La hausse des tarifs de stationnement des différents hôpitaux de la région, qui touche à la fois les utilisateurs et les travailleurs, sème la grogne.

Le Quotidien faisait état dans son édition de mercredi des nouveaux coûts qui seront en vigueur à compter de la fin du mois d'août, une nouvelle qui en a fait sourciller plusieurs.

«Ça fait chier», a lancé spontanément une employée, qui n'a pas voulu que son identité soit révélée.

Le son de cloche semble le même chez les utilisateurs, qui déplorent d'être contraints de payer plus cher pour accéder à un service public. «C'est sûr que ce n'est jamais le fun de payer plus, surtout quand on est obligés», a commenté Colombe Bergeron.

Certains patients ont d'ailleurs rejeté la faute sur le gouvernement provincial. «Le gouvernement ne se casse pas la tête.

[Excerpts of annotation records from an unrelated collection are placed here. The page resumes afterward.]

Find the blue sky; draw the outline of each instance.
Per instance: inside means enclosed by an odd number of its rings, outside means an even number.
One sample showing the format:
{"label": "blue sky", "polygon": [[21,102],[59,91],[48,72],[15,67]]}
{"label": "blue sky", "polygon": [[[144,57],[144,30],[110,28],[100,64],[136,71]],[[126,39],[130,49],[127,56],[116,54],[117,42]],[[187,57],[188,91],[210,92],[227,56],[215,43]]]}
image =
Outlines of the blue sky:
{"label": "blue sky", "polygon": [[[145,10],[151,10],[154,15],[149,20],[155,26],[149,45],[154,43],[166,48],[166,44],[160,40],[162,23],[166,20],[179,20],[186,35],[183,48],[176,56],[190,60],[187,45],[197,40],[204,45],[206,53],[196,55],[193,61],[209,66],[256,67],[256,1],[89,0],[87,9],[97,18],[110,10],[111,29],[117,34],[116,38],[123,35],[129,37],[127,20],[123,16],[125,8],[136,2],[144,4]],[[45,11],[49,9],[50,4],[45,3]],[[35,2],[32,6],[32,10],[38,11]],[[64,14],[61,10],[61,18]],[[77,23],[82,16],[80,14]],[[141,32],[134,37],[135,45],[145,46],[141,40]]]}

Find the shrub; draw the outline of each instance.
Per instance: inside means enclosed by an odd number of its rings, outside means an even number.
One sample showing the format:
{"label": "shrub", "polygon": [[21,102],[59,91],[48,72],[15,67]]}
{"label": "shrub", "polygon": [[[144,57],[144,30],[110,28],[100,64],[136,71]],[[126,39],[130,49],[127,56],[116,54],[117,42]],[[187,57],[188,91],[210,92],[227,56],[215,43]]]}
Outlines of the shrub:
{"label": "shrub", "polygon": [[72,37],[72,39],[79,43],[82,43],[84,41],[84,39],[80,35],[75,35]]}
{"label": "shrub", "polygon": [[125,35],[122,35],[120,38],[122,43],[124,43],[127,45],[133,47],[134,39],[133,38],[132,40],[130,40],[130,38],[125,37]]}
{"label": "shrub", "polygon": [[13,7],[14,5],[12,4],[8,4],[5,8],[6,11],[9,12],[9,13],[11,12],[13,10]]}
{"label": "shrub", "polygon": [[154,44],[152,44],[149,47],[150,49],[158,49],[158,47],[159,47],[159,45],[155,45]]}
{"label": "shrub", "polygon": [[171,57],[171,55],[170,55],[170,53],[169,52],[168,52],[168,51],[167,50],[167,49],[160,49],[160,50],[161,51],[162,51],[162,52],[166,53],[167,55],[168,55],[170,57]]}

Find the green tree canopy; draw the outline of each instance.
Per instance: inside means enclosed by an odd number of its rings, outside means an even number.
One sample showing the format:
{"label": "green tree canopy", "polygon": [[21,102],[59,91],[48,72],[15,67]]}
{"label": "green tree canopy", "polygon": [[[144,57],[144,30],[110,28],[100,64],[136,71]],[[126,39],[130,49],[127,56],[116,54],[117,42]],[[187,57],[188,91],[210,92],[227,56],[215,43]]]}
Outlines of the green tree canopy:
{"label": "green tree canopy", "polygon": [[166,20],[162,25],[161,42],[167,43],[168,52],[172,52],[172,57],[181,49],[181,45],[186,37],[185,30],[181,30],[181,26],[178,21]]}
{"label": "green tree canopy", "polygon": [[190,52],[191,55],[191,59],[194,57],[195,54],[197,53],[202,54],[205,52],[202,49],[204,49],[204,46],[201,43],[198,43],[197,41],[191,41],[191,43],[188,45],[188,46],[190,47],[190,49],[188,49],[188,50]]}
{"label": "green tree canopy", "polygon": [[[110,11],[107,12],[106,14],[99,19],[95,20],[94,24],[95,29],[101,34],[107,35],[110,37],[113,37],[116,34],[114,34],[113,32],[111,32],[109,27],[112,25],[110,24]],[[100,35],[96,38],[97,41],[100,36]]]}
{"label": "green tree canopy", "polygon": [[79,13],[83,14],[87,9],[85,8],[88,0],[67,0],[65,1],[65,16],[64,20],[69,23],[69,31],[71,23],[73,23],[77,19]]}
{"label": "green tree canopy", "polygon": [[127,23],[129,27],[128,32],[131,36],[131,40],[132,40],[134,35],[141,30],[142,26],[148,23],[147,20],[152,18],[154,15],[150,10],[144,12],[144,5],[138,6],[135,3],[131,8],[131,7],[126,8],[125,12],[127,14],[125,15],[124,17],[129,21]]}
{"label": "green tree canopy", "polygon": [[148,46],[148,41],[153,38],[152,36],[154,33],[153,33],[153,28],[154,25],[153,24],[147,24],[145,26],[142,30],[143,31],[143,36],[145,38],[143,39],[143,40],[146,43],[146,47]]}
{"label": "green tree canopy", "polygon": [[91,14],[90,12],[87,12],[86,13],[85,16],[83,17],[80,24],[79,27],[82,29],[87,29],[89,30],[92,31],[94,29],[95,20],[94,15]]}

On est dans la facilité. On est tannés de répéter ça. C'est toujours les mêmes tendances et les mêmes rengaines. Ça vient d'eux», a déploré Chantal Rivard. Par ailleurs, plusieurs utilisateurs optent déjà pour se garer dans les rues avoisinantes afin d'éviter ces coûts.

Néanmoins, certaines personnes acceptent cette hausse avec résignation. «C'est ça un petit peu partout. Ce ne sont pas des frais si élevés si on se compare. Au moins, on a un endroit sécuritaire pour se stationner avec des caméras. Aussi, le tarif des employés inclut deux remorquages gratuits par année. Je n'ai pas vraiment de problème avec ça», a partagé Valérie Rossignol, technologue en radiologie.

La direction du CIUSSS a également réagi, par l'entremise de Jean-François St-Gelais, adjoint à la PDG et responsable des relations avec les médias. M. St-Gelais a rappelé le double contexte derrière cette décision. «Il faut voir le contexte dans lequel on est. D'abord, il y a l'orientation du gouvernement qui souhaite qu'on augmente les revenus des activités accessoires. Aussi, il y a le contexte de compressions de 15 millions de dollars. Les occasions de trouver des revenus sont limitées. On est conscients que c'est un grand débat. Dans une situation idéale, on resterait avec le statu quo», a-t-il fait valoir.

Avec cette mesure d'harmonisation des tarifs de stationnement, le CIUSSS entend toucher 275 000$ d'ici la fin de l'année, puis quelque 375 000$ annuellement par la suite. «C'est 375 000$ qu'on ne coupe pas dans les emplois ou les services», fait remarquer M. St-Gelais.

Du côté du syndicat des travailleurs, Nancy Poulin est convaincue que la hausse des tarifs de stationnement pour les travailleurs va causer du mécontentement.